Economie et Finance

FMI/BM : Le plaidoyer des pays de la CEMAC

Les Ministres des Finances et les premiers responsables des institutions de la Communauté économique et monétaire de l’Afrique centrale (CEMAC) participent depuis quelques jours à Washington, aux Etats-Unis, aux réunions du printemps de la Banque mondiale (BM) et du Fonds monétaire international (FMI).

La rencontre entre la délégation de la CEMAC et les institutions de Bretton Woods a été l’occasion pour les responsables de la CEMAC, de lancer un plaidoyer pour l’assouplissement des politiques monétaires et financières en vue de faire face à un environnement économique international difficile. Une conjoncture exogène qui impacte considérablement sur les économies de la sous-région, avec entre autres, la dépréciation des cours des matières premières sur le marché mondial, sans oublier que ces pays sont eux-mêmes sont confrontés aux difficultés endogènes liées globalement aux problèmes de gouvernance.  

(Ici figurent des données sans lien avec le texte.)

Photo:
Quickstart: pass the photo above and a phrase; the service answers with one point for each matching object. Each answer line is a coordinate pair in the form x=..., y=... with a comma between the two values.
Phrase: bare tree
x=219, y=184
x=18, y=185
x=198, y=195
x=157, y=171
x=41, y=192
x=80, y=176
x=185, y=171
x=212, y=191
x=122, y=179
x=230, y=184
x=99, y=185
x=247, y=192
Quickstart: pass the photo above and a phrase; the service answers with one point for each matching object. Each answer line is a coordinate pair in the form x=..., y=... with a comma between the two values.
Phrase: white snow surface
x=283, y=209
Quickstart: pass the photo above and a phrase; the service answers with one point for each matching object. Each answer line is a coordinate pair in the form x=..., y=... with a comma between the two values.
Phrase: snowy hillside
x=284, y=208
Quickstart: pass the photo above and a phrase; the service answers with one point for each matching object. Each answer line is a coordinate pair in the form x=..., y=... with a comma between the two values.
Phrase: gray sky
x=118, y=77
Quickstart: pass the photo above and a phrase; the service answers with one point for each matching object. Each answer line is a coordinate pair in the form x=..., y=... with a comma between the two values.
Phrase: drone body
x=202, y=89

Une situation qui pourrait entraîner des bouleversements systémiques, mettant en cause les politiques macro-économiques alors que les économies des pays de la CEMAC sont pratiquement sous Programme d’ajustement structurel (PAS) de Brettons Wood. Faisant le point de cette rencontre, le Ministre camerounais des Finances, Louis Paul Motaze s’est voulu clair : « Le directeur Afrique est revenu sur un point important à savoir que nous avons fait beaucoup d’efforts, mais ces efforts devraient être poursuivis sinon nous risquerions de retomber dans les difficultés que nous avons connues dans les années 2014-2015 et qui ont failli amener les Etats à dévaluer le franc CFA. Heureusement, les chefs d’Etat de la CEMAC, sur invitation du président Paul Biya du Cameroun, avaient pris des mesures fortes qui ont été appliquées et ont permis que cette menace qui pesait sur nos Etats s’éloigne. Mais, il ne faut pas baisser les bras parce qu’en matière de règlementation des changes, en ce qui concerne les orientations qui avaient été données pour la divers », a-t-il précisé.

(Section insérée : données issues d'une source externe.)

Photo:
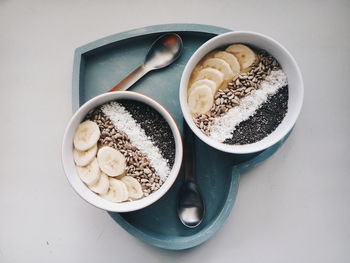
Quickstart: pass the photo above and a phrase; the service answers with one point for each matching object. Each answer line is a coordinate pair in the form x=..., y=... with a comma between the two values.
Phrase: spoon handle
x=189, y=153
x=130, y=79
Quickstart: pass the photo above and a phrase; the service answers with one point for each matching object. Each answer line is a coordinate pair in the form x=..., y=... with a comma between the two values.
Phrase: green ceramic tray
x=99, y=65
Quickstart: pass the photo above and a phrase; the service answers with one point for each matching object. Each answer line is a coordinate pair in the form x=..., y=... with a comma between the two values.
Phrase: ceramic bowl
x=69, y=166
x=290, y=67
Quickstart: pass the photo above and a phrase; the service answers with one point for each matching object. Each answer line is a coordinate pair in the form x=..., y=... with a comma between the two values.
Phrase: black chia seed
x=264, y=121
x=155, y=127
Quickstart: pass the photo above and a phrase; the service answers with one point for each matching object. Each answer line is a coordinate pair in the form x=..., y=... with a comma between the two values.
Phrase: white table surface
x=292, y=208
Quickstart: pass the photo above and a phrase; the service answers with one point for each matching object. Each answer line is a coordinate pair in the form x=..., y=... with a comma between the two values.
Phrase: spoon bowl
x=190, y=207
x=164, y=51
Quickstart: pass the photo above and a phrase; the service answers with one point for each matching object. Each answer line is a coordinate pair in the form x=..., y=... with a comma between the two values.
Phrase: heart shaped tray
x=99, y=65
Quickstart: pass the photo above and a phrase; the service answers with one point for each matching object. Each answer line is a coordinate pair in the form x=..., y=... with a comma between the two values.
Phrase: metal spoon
x=164, y=51
x=190, y=207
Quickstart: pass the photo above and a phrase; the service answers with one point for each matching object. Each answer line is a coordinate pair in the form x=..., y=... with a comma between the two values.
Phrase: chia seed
x=155, y=127
x=264, y=121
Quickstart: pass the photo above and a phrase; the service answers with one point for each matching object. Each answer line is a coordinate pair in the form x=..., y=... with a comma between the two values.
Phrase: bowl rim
x=236, y=149
x=136, y=204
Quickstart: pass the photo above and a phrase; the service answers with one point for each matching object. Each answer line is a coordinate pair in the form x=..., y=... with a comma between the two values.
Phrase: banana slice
x=90, y=173
x=134, y=187
x=118, y=192
x=230, y=59
x=86, y=135
x=83, y=158
x=211, y=84
x=102, y=185
x=220, y=65
x=111, y=161
x=200, y=99
x=212, y=74
x=244, y=54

En effet, les pays de la CEMAC, (Cameroun, Centrafrique, Congo, Gabon, Guinée équatoriale et Tchad) ont subi une série de chocs de grande envergure : une forte baisse des prix du pétrole, des conflits civils dans certains pays, des flux de réfugiés et des sécheresses. La croissance économique est au plus bas depuis 20 ans tandis que les réserves de change régionaux ont baissé rapidement et ne couvrent que deux mois d’importations.

« Nous avons donc assisté à certaines réunions. D’abord avec nos partenaires du département des finances publiques du Fmi, parce que nous avons un certain nombre de points sur lesquels nous sollicitons leur assistance technique, notamment en ce qui concerne les impôts, la douane. Nous avons ensuite rencontré le directeur Afrique du Fmi au cours d’une réunion avec la CEMAC (président de la Commission, gouverneur de la BEAC, président de la BDEAC, la COSUMAF et tous les ministres des Etats de la CEMAC) », a ajouté le Ministre des Finances.

Reconnaissant l’urgence de la situation, les Chefs d’État se sont réunis en décembre 2016 à Yaoundé et ont décidé de rétablir les conditions nécessaires pour assurer la stabilité macroéconomique et la croissance au moyen d’efforts concertés. Ils ont aussi sollicité l’aide du FMI, et sont convenus que chaque pays n’appliquant pas déjà un programme appuyé par le FMI solliciterait d’urgence l’aide du FMI à leur ajustement.

La signature de ces accords a amené les pays de la CEMAC à solliciter individuellement l’appui financier du FMI dans la mise en œuvre des programmes de réformes économiques et financières à travers la Facilitation élargie de crédit (FEC) et le Mécanisme élargi de crédit (MECD).